It is probably true that education and schools change as time goes on. Nowadays, although differences exist in the educational systems of China and those of the western world, they share many things in common. But what did children in ancient China learn and how did they learn? Back to the time when countries were still isolated by physical distance and English was not a popular world language as it is today, education in China was completely different from education today.

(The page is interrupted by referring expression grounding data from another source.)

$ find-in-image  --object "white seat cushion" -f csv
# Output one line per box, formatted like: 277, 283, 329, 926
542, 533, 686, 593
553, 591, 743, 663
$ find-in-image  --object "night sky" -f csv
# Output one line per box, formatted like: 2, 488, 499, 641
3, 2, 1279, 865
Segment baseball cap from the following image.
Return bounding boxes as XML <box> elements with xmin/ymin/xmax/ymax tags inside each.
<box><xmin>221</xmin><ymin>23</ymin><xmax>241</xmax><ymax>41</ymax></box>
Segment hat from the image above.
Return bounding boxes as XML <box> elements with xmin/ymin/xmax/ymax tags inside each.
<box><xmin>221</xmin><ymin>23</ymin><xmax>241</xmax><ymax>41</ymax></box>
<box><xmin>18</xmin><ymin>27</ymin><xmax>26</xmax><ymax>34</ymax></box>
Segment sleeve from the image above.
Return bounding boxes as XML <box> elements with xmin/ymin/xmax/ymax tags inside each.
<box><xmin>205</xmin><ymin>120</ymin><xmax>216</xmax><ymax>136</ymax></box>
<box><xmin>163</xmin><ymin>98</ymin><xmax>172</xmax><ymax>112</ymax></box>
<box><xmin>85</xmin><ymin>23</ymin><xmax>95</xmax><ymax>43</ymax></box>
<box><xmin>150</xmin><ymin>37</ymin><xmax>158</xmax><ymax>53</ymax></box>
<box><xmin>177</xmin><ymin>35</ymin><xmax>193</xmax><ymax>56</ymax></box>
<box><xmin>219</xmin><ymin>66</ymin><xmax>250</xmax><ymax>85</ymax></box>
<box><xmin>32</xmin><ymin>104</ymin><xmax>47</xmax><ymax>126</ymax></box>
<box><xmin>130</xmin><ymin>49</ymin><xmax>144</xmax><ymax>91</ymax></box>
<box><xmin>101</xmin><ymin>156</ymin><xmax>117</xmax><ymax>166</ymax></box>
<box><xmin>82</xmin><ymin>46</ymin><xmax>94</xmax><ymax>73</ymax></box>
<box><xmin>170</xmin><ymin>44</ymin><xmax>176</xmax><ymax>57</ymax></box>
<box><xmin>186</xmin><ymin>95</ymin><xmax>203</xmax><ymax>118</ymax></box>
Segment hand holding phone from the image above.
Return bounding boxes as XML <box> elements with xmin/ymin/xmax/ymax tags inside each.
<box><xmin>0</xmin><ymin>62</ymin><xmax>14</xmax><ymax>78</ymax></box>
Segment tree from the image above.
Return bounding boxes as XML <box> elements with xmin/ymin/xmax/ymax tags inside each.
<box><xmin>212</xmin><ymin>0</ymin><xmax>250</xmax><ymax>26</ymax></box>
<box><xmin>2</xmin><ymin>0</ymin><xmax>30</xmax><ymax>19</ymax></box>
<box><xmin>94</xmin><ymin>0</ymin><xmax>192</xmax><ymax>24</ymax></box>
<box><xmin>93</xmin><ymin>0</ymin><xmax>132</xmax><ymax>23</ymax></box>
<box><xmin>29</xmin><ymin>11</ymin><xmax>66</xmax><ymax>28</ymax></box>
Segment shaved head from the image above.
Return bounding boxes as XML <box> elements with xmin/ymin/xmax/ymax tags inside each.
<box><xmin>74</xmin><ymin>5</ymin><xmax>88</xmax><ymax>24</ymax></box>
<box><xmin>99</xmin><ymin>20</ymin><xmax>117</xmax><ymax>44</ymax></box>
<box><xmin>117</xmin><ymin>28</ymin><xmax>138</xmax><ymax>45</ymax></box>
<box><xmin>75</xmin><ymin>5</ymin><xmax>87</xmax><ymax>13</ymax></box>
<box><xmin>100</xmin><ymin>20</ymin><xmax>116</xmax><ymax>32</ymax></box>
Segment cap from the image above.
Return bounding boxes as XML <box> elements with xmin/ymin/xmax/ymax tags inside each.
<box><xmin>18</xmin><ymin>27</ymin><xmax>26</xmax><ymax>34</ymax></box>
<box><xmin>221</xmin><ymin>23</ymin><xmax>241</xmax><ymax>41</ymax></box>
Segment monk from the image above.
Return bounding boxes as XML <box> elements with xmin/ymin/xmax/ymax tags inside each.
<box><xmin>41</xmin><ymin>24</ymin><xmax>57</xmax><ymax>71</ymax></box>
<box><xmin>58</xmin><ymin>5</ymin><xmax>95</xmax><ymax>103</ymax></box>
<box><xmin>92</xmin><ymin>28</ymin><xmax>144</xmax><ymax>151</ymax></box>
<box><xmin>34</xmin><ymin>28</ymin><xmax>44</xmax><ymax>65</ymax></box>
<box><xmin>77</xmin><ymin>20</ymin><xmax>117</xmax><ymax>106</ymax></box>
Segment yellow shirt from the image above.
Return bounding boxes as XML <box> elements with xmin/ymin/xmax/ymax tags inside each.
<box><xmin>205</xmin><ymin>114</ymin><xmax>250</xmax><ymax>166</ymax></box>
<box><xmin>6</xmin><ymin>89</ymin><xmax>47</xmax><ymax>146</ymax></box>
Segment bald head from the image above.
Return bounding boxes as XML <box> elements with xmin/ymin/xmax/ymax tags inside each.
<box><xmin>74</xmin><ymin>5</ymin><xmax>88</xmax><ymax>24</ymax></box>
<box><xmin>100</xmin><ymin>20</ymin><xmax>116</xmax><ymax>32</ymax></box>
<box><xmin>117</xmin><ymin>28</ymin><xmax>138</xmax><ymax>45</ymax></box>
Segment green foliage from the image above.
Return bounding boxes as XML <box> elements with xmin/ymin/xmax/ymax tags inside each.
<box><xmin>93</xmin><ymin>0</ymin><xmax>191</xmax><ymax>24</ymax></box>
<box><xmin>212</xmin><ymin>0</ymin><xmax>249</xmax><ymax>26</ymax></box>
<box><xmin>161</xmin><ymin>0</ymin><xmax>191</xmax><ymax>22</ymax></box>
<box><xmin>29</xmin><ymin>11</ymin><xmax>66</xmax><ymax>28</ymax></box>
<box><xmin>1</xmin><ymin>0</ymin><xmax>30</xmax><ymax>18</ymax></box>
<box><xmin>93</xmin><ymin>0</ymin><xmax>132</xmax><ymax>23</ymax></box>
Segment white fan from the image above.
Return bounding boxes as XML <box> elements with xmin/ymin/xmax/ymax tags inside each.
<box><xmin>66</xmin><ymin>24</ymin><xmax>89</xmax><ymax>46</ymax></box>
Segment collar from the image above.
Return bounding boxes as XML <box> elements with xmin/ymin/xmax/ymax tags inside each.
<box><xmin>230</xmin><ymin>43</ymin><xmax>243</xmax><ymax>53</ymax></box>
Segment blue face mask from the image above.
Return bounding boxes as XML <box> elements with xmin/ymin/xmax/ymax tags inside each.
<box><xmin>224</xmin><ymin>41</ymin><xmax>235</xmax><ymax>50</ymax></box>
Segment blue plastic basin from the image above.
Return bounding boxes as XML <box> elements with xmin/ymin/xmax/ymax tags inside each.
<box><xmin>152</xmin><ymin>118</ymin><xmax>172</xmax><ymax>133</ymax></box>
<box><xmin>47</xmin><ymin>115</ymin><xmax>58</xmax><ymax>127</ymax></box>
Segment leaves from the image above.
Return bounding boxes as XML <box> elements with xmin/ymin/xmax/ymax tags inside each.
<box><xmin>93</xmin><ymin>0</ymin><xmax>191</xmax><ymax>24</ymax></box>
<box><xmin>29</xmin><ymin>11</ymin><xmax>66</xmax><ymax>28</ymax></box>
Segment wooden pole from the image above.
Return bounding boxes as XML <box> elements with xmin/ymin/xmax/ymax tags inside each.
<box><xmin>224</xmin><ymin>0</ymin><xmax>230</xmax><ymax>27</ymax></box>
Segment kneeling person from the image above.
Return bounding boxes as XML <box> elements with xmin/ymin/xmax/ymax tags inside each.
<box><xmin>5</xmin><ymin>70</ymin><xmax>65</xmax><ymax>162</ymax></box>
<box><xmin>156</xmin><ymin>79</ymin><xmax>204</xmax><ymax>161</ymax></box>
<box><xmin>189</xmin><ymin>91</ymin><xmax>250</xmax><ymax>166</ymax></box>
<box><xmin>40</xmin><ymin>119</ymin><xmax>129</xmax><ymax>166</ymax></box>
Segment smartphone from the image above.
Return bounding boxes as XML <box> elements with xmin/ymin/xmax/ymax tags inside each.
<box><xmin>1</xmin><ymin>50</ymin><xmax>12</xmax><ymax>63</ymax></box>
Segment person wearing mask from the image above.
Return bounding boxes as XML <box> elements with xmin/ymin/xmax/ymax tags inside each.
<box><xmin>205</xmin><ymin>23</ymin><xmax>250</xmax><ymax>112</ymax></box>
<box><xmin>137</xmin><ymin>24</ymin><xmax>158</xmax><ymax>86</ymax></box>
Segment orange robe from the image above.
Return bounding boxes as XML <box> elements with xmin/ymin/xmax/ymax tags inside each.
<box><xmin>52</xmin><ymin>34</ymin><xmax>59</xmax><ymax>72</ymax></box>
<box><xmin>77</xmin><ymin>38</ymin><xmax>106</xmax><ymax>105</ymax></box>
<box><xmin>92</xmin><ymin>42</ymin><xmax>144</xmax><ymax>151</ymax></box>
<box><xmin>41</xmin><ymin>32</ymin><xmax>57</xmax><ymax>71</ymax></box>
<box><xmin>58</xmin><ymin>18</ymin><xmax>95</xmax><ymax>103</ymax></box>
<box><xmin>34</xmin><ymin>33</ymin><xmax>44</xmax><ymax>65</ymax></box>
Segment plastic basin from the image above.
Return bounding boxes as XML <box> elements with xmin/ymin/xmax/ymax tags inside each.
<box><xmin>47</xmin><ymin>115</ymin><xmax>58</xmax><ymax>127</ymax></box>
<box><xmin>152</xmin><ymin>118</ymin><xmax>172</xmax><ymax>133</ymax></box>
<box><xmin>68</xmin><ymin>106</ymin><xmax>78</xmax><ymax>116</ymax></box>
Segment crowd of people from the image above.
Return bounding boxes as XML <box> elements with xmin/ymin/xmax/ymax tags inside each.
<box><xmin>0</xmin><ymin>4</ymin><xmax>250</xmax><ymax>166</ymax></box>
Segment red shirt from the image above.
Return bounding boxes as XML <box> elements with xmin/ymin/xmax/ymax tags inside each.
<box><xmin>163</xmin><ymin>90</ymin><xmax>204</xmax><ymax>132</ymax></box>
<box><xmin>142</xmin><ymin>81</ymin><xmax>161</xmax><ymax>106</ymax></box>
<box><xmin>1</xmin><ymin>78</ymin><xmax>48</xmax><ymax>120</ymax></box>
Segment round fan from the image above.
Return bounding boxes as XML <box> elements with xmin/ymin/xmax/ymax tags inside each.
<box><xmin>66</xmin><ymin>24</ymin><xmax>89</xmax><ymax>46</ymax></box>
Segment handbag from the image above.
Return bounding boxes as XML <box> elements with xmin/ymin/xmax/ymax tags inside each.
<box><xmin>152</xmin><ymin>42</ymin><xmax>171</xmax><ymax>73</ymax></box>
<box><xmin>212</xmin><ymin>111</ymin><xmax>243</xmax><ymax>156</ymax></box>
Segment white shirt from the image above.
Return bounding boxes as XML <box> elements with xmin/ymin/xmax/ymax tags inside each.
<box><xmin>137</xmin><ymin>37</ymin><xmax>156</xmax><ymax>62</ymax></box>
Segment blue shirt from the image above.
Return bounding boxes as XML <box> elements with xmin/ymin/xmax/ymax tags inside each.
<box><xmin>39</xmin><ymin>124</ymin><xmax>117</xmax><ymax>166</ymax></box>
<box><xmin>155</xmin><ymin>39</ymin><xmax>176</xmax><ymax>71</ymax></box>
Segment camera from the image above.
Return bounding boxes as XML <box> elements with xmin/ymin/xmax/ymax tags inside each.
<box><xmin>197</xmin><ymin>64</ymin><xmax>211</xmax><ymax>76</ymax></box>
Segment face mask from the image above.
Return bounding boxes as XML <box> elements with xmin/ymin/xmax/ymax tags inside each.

A brief history of schools in China
Pictographic characters were invented in China in about 3000 B.C. This also marks the beginning of school education. Back then, education was provided only by the government. Two thousand years later, Confucius, one of the earliest and the greatest teacher in China, pushed education a step forward. He valued education a lot and taught many students who later became highly influential in their fields. The ideas about education he proposed and practiced, such as “teach students in accordance with their aptitude” and “make no social distinctions in teaching” are still of significance for today.
A great achievement of Confucius is that he established the first “private school”, which gave every one an opportunity to receive education. After him, there were two educational groups: an official and a private system. Partly influenced by Confucianism, (and partly by the dynasty regime), education in China has long been considered as a mean to start one’s official career and to help the emperor to run the country. The system also highly valued instructions from the previous great minds. Therefore, schools mainly taught classics from the ancient times.
What did they learn?
Let’s come back to today’s topic: children’s education. What did children learn in ancient China? Kids began their education by learning to read and write characters. They went to private schools held by local teachers, who usually passed the primary level imperial examination. Three textbooks were taught: “Three-Characters Classic”, “The book of Family Names” and “Thousand-Character Classic”. In this period, students learned to read and write commonly used characters, core ethical values, as well as common sense. Take the first one, “Three Character Classic” as an example, it is perhaps the most popular children’s book in China. It briefly tells many classical stories with an easy expression as a rhyme. These stories teach children how to behave. Students were supposed to memorize every line of the three classics, even though they couldn’t understand them. Then, teachers would teach them more advanced classical books, such as “The Analects of Confucius”, and other well-known collections by great philosophers, politicians, and poets. Other very important classics taught in elementary schools are the so-called “The Four Books” and “the Five Classics”, which covers all the important topics and thoughts considered as orthodox by the mainstream society.
How was it taught?
Elementary school in ancient China was completely different from schools we know of today. In fact, it is more like a homeschool with private tutors. You don’t need to have a certificate in education to teach, but usually you have to pass the imperial examination at the county level. Because those who passed this test would get the title of “Xiù cái”, teachers at private elementary schools are commonly referred as “Xiù cái”.
Of course, “Xiù cái ” is just the beginning level. There are more national tests to take, and if you pass them you would get higher titles. This is similar to the educational background in modern society. Probably ” Xiù cái ” is similar to a bachelor degree. But the former is closely linked with one’s official career because the ultimate goal of taking the imperial examinations is to get a position in the government.
So how did teachers teach? The most common way is to teach by memorizing and reciting. Teachers usually read a paragraph to the students, then, they read together. The most important thing is whether you can recite the paragraph without making any mistake. Teachers believed that kids would finally understand the meaning after they read a book enough times. And as children grow up, they would finally understand the deeper hidden meaning. Another important thing is to teach the students how to behave properly.
When a student has mastered all the basic classics, they would leave the elementary schools and move on to education institutions at a higher level. Some of these institutions were funded by the government, some were private. But no matter where a student studied, the final goal is the same: to take the national examinations level by level and become a public servant. This bottom-up examination system was a great invention of ancient China. It helped the government to select people with ability nationwide rather than just from a few elite families. But, because the examination only aimed to test candidates’ certain ability, such as their understanding of the classics and their writing skill, the system gradually locked people’s mind and narrowed down their horizons. This finally became a serious problem that slowed down and even stopped society’s progress.
In today’s school education, classics is only a section of the Chinese literature class. But there is still a national examination system which allows students to get into university. However, parents still attach great importance to their children’s education and competition can be intense. Kids start to take different classes after school since they are very young. Times may have changed but traditions always go on.